Penguins center Sidney Crosby hasn't been cleared to play after suffering… (Andy Clark / Reuters )
Reporting from Calgary, Canada — Talk about a perfect (hockey) storm.
Don Cherry goes on national television in Canada on Thursday night and calls three now-retired enforcers "turncoats," "pukes" and "hypocrites," claiming they had flipped on their NHL brothers and wanted fighting out of the game.
At least he didn't call Brendan Shanahan, the NHL's new disciplinarian, any of the aforementioned words, but Cherry did rip Shanahan and the league's attempt to crack down on head shots, saying that if players are given an excuse not to hit, "they will not hit."
Then, who should arrive in town less than 24 hours after the debate had been reignited but favorite son Sidney Crosby, the same Sidney Crosby of the Pittsburgh Penguins who has not been able to play in an NHL game for nine months because of lingering post-concussion issues.
His status has triggered debate about head shots and the way the game should be played, renewing the conversation in Canada and the United States. Crosby, though improving significantly, has yet to be cleared to resume contact.
"Everyone is always going to have opinions," Crosby said after practice Friday at the Saddledome, referring to the likes of Cherry and TV analyst Mike Milbury. "They're going to have really strong opinions, so I think it's a matter of adjusting.
"Nobody wants to see the physical play taken out of hockey. I said before, you talk about that stat, there's 50,000 hits a year and you're talking about maybe taking out 50. I don't think we change the game. The game is faster probably than it's ever been. Guys have to make sure they're smart and responsible. It's still a pretty good product out there. I think everyone can agree with that."

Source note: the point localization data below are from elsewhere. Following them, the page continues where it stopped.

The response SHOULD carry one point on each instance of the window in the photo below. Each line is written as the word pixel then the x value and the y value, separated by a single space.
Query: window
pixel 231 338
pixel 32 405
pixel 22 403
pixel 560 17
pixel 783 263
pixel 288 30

The product has suffered from the continued absence of Crosby, 24. He was a spectator when Pittsburgh won in a shootout against the Canucks in the season opener Thursday night in Vancouver, the place where Crosby cemented his legacy with his gold-medal-winning overtime goal for Canada at the Olympics in 2010.
Still, he has not been wallowing in self-pity. Crobsy looks fit and has enjoyed being with his teammates again, taking solace in the symptom-free days, which turned into symptom-free weeks. He is expected to consult with his team of medical experts once the Penguins return home from this short trip.
"I've gone as hard as I can and tried to push it as much as I can," Crosby said. "And I've responded well. It's more a matter of time than pushing that next level. If there is a next level, it would be contact and how I respond to that. Everything else leading up to this point has gone well."
The summer of Sid was a wild one in terms of rumors. Crosby didn't speak to the media until early September, and the guesswork regarding his sketchy future reached the silly stage, a byproduct of his stature in the sport and the speed of the Internet.
Pittsburgh Coach Dan Bylsma wasn't about to pester Crosby with continuous questions during the off-season.
"I knew what his situation was. I knew how he was doing, generally knew his schedule and I pretty much left him alone," Bylsma said.
"I did know what was ridiculous, and most of it was ridiculous."
Ridiculous is also how many described Cherry's comments. On Friday, he did go on a Toronto radio show to say he regretted using the word "pukes" in describing retired tough guys Chris Nilan, Jim Thomson and Stu Grimson.
Grimson, who is a lawyer in Nashville and played for the Kings and Ducks, said he was "stunned and perplexed" by Cherry's attack.
"I challenge Don to point to any news article where I've been quoted saying, first of all, that I am for an outright ban on fighting and, No. 2 , the role of enforcer somehow causes this lifelong addiction to drugs and alcohol," Grimson said in a telephone interview. "I've never said either of those things."
In fact, Grimson took issue with some in the hockey community who attempted to link the recent deaths of three enforcers. He had to retire because of post-concussion syndrome.
"I do take some comfort in that any informed hockey fan, hockey player up there recognizes that Don Cherry is just not somebody to be taken all that seriously," Grimson said. "Ever. And certainly any more.
"He's a little bit like that eccentric old uncle that sits down at the far end of the table at Christmas dinner and every now and then he breaks into the conversation and interrupts with something completely illogical and hard to comprehend. Then everybody goes back to the discussion, kind of shaking their head."